O papa Francisco instituiu o dia mundial do pobre, já celebrado em 2017 e em 18 de novembro de 2018. Por quais motivos o papa criou essa data?  Para que a Igreja leve em conta a realidade dos pobres; para que os povos, entre ele, os cristãos, não esqueçam de muitas pessoas pobres de bens materiais.

Nós nos alimentamos de três a quatro vezes por dia, mas o pão não está presente na mesa de todas as famílias. Crianças morrem de fome no mundo, por causa da desnutrição, como consequência da pobreza de sua família.

A situação de pobreza é interpretada de várias formas:  alguns dizem pobre é preguiçoso eu tenho, porque trabalhei. Já outros reconhecem as verdadeiras causas da pobreza; como a pobreza é fruto da injustiça; é consequência da desigualdade social etc.

A maioria da população brasileira sobrevive com um salário mínimo e até bem menor, e, no entanto, essas pessoas trabalham o dia inteiro cumprindo uma carga horária de oito horas. Trabalham e nunca serão ricas. Associar a riqueza com o trabalho não é correto.

Em 1979, na cidade de Puebla, numa importante conferência da Igreja católica se dizia que tínhamos ricos cada vez mais ricos, à custa de pobres cada vez mais pobres. Passados esses anos, a realidade não mudou.

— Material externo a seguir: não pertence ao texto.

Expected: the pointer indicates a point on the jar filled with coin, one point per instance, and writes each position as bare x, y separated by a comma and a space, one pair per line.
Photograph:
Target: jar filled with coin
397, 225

O mundo está dividido entre os mais ricos e os mais pobres.

A pobreza tem como consequência a fome e todas as outras mazelas para a humanidade. A fome existe não por falta de alimento, mas por causa do egoísmo que impede a prática da partilha dos alimentos. Como imaginar a sobra de comida nos grandes e luxuosos banquetes e, ao lado da festa, pessoas passando fome? Isso acontece com frequência e em todos os lugares.

Para lembrar essa realidade, o papa cria o dia do pobre e o celebra no vaticano: além da missa, um almoço para pessoas pobres, e dentre elas, os moradores de rua. É um gesto! Gestos falam mais que palavras. Antes do dia celebrado, o papa publica sempre uma carta que reflete a realidade da pobreza para formar a mentalidade dos cristãos.

Para a fé cristã Deus é o aliado do pobre: Ele, Deus, escuta o seu clamor; o órfão, a viúva e o estrangeiro, na antiga aliança, eram os preferidos de Deus, por serem os pobres de Javé. Fazer justiça aos órfãos e viúvas é um tema recorrente nas sagradas escrituras. A injustiça ou ofensa a essas categorias é ofensa direta ao Criador. Sendo Deus o aliado dos pobres, se trata de uma opção do próprio Deus, claro, amando a todas as pessoas criadas à sua Imago Dei, porém, como a mãe, que dará sempre atenção ao filho mais frágil, Deus, sem dúvida alguma, cuidará dos mais fracos. Essa atenção de Deus não se dá, por serem os pobres melhores que os outros, mas pela sua condição. Assim, a Opção Preferencial pelos Pobres não é marxista ou comunista, mas uma escolha do próprio Deus.

No centro da pratica cristã, por consequência, está o compromisso com os mais pobres, o que tornará as pessoas abastadas mais humanas e mais fraternas: Deus nos convida a uma vida mais solidária, através da partilha, diante da necessidade dos nossos semelhantes. A condição para a partilha não significa sermos pessoas de muitos bens. A partilha começa com o coração e a própria vida, é ter sensibilidade e compaixão diante da necessidade do outro. O que é compaixão? Não é sentir pena e permanecer inerte, mas se envolver na realidade do outro, contribuindo para que o mesmo possa sair da situação em que se encontra, inclusive lutando contra a injustiça, quando ela se faz presente. O papa diz: “A injustiça é a raiz perversa da pobreza”.